Streiner D L, Saigal S, Burrows E, Stoskopf B, Rosenbaum P

机构信息

Baycrest Centre for Geriatric Care and Department of Psychiatry, University of Toronto, Canada.

出版信息

Pediatrics. 2001 Jul;108(1):152-7. doi: 10.1542/peds.108.1.152.

Abstract

OBJECTIVES

To compare the attitudes of neonatologists, neonatal nurses, the parents of extremely low birth weight (ELBW) children, and the parents of normal birth weight children toward saving infants of borderline viability and who should be involved in the decision-making process and to compare physicians' and nurses' estimates of the proportion of infants who are born at various gestational ages with regard to survival, morbidity, and treatment.

METHODS

A questionnaire was given to 169 parents of ELBW children and 123 parents of term children, who were part of a longitudinal study of the outcome of ELBW infants. A similar questionnaire was completed by 98 Canadian neonatologists and 99 neonatal nurses.

RESULTS

Physicians tended to be more optimistic than nurses regarding the probability of survival and freedom from serious disabilities and would recommend to parents life-saving interventions for their child at earlier gestational ages.
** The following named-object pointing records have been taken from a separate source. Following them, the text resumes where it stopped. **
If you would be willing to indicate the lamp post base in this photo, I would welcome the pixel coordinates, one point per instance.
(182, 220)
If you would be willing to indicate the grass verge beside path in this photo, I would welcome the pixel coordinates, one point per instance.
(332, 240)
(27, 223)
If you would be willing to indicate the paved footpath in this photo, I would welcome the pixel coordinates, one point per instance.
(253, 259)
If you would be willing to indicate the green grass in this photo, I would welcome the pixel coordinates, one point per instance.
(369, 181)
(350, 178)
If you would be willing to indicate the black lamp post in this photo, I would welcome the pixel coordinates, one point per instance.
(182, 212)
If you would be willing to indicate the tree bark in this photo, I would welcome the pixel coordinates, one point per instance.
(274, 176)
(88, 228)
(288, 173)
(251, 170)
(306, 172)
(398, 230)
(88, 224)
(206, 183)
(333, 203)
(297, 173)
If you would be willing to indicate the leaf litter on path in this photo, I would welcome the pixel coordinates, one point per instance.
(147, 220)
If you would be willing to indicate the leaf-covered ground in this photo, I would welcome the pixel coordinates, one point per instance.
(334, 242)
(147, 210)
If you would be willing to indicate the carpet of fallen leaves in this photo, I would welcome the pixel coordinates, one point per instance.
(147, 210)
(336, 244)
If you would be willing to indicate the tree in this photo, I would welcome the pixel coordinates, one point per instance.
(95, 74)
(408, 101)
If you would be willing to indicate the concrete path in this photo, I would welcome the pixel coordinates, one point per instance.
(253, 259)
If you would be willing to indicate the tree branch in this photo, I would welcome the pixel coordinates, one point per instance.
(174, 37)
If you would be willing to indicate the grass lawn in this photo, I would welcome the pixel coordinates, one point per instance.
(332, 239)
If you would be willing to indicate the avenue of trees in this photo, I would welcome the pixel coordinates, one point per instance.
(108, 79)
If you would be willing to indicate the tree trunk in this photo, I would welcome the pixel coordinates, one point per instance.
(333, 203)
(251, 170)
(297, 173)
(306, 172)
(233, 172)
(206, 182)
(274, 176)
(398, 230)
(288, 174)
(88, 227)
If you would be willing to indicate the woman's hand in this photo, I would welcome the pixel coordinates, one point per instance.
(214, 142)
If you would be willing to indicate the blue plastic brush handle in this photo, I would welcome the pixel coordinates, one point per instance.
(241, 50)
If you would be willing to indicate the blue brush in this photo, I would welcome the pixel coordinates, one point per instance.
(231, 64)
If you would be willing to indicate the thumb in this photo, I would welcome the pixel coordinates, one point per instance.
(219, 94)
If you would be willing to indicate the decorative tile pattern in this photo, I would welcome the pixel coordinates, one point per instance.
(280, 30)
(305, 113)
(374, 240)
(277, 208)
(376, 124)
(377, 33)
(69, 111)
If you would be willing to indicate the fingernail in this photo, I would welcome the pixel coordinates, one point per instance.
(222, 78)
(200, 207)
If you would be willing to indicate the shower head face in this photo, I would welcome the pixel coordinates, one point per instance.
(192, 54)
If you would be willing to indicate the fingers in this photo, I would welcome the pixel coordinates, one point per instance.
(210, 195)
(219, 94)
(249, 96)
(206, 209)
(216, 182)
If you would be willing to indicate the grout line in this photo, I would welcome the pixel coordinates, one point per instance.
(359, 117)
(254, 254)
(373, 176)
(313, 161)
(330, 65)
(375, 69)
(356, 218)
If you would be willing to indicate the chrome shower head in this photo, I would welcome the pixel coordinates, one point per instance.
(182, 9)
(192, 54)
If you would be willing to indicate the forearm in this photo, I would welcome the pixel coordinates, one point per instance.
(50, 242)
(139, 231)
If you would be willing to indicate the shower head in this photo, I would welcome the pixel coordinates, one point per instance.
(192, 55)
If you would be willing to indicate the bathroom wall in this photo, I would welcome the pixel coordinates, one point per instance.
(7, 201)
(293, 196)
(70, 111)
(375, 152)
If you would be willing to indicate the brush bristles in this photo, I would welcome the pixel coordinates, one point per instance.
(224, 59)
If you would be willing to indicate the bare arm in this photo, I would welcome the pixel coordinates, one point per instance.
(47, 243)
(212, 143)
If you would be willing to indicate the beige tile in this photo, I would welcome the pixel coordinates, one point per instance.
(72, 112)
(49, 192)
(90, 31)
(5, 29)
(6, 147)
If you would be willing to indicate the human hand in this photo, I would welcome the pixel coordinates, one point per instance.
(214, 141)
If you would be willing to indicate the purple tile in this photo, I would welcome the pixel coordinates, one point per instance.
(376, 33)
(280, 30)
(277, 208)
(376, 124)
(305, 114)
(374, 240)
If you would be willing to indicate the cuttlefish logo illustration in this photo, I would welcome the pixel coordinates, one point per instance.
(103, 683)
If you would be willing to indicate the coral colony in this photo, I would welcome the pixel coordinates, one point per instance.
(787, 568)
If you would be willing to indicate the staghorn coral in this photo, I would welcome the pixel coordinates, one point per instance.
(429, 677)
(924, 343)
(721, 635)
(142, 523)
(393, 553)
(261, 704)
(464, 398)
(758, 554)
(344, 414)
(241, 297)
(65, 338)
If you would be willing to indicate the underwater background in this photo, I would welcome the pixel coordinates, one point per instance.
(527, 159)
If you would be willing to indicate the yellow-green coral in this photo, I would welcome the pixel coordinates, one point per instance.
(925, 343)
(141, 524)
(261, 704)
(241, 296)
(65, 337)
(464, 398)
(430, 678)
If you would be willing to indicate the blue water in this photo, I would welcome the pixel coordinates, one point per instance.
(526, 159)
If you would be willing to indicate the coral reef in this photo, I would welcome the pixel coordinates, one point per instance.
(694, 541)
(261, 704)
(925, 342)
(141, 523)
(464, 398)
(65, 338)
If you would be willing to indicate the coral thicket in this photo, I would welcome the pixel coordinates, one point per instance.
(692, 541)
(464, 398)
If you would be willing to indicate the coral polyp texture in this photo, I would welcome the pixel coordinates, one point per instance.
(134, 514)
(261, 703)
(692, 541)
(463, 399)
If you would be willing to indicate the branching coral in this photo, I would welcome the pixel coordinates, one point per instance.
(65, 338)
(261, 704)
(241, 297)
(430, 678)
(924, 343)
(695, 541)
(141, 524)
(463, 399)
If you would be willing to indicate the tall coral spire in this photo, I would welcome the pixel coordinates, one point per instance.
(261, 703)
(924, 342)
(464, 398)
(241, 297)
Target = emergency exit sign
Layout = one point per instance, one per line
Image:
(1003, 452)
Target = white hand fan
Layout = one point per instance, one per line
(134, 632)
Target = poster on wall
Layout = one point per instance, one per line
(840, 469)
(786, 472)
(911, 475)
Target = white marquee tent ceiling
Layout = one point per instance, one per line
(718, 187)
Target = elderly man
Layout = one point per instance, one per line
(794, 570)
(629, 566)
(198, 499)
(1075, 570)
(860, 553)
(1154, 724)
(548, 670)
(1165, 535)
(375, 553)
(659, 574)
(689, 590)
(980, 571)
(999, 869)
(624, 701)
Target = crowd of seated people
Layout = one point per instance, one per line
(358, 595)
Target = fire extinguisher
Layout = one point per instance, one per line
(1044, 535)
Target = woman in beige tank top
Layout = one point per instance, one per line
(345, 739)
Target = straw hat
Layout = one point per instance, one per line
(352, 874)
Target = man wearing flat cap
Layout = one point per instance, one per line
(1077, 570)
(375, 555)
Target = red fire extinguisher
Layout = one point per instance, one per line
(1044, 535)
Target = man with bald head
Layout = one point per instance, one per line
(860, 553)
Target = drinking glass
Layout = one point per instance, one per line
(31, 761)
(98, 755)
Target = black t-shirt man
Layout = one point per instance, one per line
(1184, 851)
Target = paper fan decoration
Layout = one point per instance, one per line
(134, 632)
A significant majority of parents believed that attempts should be made to save all infants, irrespective of condition or weight at birth, compared with only 6% of health professionals who endorsed this. In contrast to parents, health professionals believed that economic costs to society should be a factor in deciding whether to save an ELBW infant. However, health professionals did not believe that the economic status of the parents should be a factor, although the stress of raising an infant with disabilities should be. Most respondents believed that the parents and physicians should make the final decision but that other bodies, such as ethics committees or the courts, should not.

CONCLUSION

Health care professionals must recognize that their attitudes toward saving ELBW infants differ from those of parents. Parents, whether of term or extremely premature children, are more in favor of intervening to save the infant irrespective of its weight or condition at birth than are professionals. It therefore is imperative that there be joint decision making, combining the knowledge of the physician with the wishes of the parents.

摘要

目的

比较新生儿科医生、新生儿护士、极低出生体重(ELBW)儿的父母以及正常出生体重儿的父母对挽救临界生存能力婴儿的态度以及应由谁参与决策过程,并比较医生和护士对不同孕周出生婴儿的生存、发病情况及治疗比例的估计。

方法

向169名ELBW儿的父母和123名足月儿的父母发放问卷,他们是ELBW婴儿结局纵向研究的一部分。98名加拿大新生儿科医生和99名新生儿护士完成了一份类似的问卷。

结果

在生存可能性和无严重残疾方面,医生往往比护士更乐观,并且会建议父母在更早的孕周对孩子进行挽救生命的干预。绝大多数父母认为应该尝试挽救所有婴儿,无论其出生时的状况或体重如何,相比之下,只有6%的医疗专业人员支持这一点。与父母不同,医疗专业人员认为社会的经济成本应作为决定是否挽救ELBW婴儿的一个因素。然而,医疗专业人员不认为父母的经济状况应成为一个因素,尽管抚养残疾婴儿带来的压力应该是一个因素。大多数受访者认为父母和医生应做出最终决定,但伦理委员会或法院等其他机构不应参与。

结论

医疗保健专业人员必须认识到他们对挽救ELBW婴儿的态度与父母不同。无论是足月儿还是极早产儿的父母,都比专业人员更倾向于进行干预以挽救婴儿,无论其出生时的体重或状况如何。因此,必须进行联合决策,将医生的知识与父母的意愿结合起来。